Sunday, February 24, 2013

Sew What

I admire those people who can sew. While I consider myself creative, sewing is not one of my talents. I am certainly no seamstress. This lack of skill does not completely stop me, however. I have a sewing machine. It's a green Hello Kitty machine...that I've never used. Now I can't find the instructions. I sew everything I need to sew by hand. It takes me forever, it's not pretty, but fabric is held together by thread...well, embroidery floss. "What on earth does she sew?" I can hear you asking. Certainly not clothes! I make hammocks and tubes for my pet rats and fabric books. I admire those people that can sew-a friend of mine in England makes amazing plush creations. I also admire those fictional characters that sew. Believe it or not, sewing and other needlecrafts can be found in many cozy mysteries. I consider these mysteries a subgroup of the Crafting Cozy.

Melissa Bourbon writes the Magical Dressmaking Mysteries. Harlow Jane Cassidy, after working as a fashion designer in NYC,  moves back to small Texas town and opens a dressmaking shop when her great grandmother dies. There is a paranomal aspect to the series as well as we discover that all of the Cassidy women, descended from Butch Cassidy, have special gifts.

The Southern Sewing Circle Mysteries by Elizabeth Lynn Casey introduces us to librarian Tori Sinclair who, in order to fit in, joins the sewing circle of her small South Carolina town. It helps that Tori is quite adept at sewing! Sewing tips are included in the books.

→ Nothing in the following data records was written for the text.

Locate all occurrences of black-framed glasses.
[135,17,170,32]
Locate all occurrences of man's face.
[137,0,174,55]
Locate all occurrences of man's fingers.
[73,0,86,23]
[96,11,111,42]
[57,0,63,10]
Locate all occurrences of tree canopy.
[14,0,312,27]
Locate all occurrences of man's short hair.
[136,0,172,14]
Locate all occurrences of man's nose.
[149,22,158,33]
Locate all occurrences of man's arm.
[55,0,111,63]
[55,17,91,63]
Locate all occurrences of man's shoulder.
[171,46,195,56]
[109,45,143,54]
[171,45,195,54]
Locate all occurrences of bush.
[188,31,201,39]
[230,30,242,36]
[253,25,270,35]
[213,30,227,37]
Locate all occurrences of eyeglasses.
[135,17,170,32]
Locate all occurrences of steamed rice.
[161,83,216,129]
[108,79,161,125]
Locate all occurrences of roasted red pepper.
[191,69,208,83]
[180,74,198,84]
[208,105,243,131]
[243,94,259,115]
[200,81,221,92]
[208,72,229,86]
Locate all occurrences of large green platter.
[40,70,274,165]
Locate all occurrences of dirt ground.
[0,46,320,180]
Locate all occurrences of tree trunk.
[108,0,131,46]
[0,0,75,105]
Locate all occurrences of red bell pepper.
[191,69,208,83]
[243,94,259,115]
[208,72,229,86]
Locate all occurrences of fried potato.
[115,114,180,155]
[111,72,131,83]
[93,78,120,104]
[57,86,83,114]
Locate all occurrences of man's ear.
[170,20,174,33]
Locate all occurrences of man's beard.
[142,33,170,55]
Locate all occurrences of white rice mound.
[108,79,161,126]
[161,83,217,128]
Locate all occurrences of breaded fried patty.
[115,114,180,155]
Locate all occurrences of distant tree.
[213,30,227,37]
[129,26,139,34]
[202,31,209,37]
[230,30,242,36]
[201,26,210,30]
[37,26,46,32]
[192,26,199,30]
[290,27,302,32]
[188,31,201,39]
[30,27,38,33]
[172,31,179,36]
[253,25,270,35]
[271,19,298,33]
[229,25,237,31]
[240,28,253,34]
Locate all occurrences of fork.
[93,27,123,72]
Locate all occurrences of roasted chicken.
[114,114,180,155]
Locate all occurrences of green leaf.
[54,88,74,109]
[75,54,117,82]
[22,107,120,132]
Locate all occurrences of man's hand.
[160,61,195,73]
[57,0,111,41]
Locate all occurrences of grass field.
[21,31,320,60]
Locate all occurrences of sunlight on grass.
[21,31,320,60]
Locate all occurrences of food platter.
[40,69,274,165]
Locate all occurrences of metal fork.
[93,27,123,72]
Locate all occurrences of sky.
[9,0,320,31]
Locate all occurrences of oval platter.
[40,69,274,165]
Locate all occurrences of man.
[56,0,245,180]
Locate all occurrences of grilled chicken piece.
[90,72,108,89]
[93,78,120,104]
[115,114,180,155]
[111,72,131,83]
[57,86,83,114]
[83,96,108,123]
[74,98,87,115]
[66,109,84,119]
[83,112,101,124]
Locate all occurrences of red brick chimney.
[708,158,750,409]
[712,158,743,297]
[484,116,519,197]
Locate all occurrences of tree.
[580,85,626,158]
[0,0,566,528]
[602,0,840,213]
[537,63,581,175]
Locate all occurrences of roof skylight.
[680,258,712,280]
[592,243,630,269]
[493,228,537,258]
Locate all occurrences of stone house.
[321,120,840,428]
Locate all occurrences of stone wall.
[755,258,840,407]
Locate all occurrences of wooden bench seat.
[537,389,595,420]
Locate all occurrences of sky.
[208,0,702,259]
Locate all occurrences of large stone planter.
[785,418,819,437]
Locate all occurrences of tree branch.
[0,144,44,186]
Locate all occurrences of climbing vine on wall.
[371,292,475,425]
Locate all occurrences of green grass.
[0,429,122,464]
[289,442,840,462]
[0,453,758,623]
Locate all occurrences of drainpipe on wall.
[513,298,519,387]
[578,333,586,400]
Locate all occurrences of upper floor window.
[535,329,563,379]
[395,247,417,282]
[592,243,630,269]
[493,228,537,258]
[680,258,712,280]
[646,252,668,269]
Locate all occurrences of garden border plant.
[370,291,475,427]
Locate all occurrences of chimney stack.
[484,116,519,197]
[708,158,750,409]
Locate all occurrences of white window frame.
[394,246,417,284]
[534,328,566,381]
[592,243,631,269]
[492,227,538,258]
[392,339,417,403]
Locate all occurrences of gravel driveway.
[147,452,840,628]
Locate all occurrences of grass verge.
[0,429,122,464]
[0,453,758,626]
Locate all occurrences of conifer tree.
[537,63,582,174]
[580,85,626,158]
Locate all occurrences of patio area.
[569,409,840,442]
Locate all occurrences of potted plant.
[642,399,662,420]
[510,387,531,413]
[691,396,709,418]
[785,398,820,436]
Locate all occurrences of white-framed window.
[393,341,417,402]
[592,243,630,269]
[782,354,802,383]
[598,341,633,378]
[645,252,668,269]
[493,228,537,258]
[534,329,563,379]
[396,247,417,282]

Betsy Devonshire owns Crewel World, a needlework shop in Minnesota in the Needlework Mysteries by Monica Ferris. The patrons here generally don't make clothes, but do other needlecrafts, such as counted cross stitch and crewel. Patterns from various needlecrafts are included.

If you're interested in quilting try the Benni Harper Mysteries by Earlene Fowler. Benni is the curator of a folk art museum in California. The titles in the series are the names of quilt patterns.

I love stuffed animals, so imagine my delight when I found the Bear Collector's Mysteries by John J. Lamb. Former homicide inspector Brad Lyon collects and creates teddy bears!

Even if you never pick up a needle and thread, be sure to pick up one of these sewing mysteries, you'll be glad you did!


  1. Great post Kathy! I also enjoy those crafty cozy mysteries. The one I have read so far, are the knitting mysteries by Maggie Sefton. Highly recommend those.

    1. Thanks. There are a ton of knitting/crochet mysteries out there. I may have to do a post just about them! I enjoy Maggie Sefton's series.

  2. Elizabeth Craig has two books out now in her quilting series. I read Maggie Sefton too and Anne Canadeo's Black Sheep Knitting series. I've got a lot of Monica Ferris books to read and I've got one on the way from a bargain books catalog.

    No sewing machine so I mend by hand. I do have one of the handheld ones that cost $10 at Michael's but it didn't last long.